Currently Reading: Mongo: Adventures in Trash by Ted Botha (2004) Bloomsbury
“Journalist Ted Botha became obsessed with mongo (defined as any discarded object that is retrieved) when he moved to New York. Decorating his apartment with the furniture and objects he found on Manhattan’s streets, he soon realized he wasn’t the only person finding things of value in the garbage, and he began meeting all kinds of collectors. Mongo is Botha’s remarkable record of his travels among these varied and eccentric people-an appropriately addictive tribute to this longtime, universal phenomenon.”
Mongo n. 1 [1970s +] (US) an idiot. 2 [1980s +] (Us, New York) any discard object that is retrieved. 3 [1980s +] (US, New York) a scrap-metal scavenger – The Cassell Dictionary of Slang (as published in Botha’s book).
Botha has sought out, met and investigated, interviewed and subsequently written about the mongo collectors of New York.
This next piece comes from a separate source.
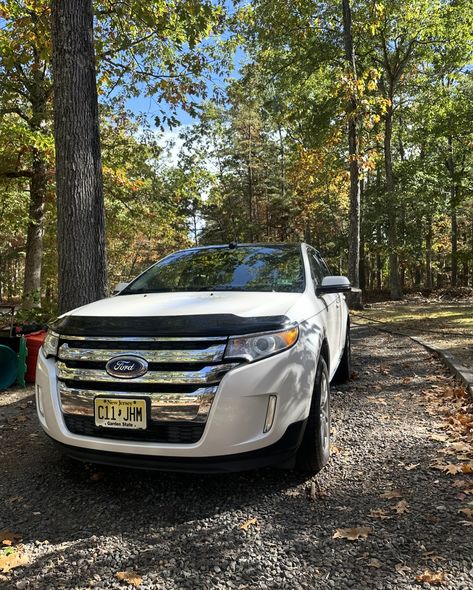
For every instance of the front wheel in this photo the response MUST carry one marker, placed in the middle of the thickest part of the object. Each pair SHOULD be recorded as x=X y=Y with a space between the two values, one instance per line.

Each chapter is a category or grouping of approaches and purposes of mongo finding, collecting, hoarding, dealing:
> The Pack Rats
> The Survivalists
> The Treasure Hunter
> The Anarchists
> The Visionaires
> The Dealer
> The Voyeur
> The Archaeologists
> The Preservationists
> The Cowboy
Selected phrases and quotes from this book:
p.20: Walter Benjamin once wrote that “for a true collector the whole background of an item adds up to a magic encyclopedia whose quintessence is the fate of his object.”
p.144 [on Steven Dixon seeking out and dealing in discarded books]: What is value? For Billy Jarecki it’s something you impose. Value is personal judgement and has little to do with the object’s origin.
p.170 [on the relationship between psychosis and collecting]: The psychology of collecting is a little studied field, and even Freud, who himself collected art, stayed away from it.
p.197 “The difference between [privy] diggers and collectors [is that] we do this to uncover the past. Collectors do it to possess the past.”
p.204 [on the development of painting restoration machine] The Conservator has already been used on a Titian, a Caravaggio, the gates of Paradise at the Duomo, and Giotto’s Crucifix. Before them all, though, it was tested on a naval scene plucked out of the garbage on the Upper East Side of New York.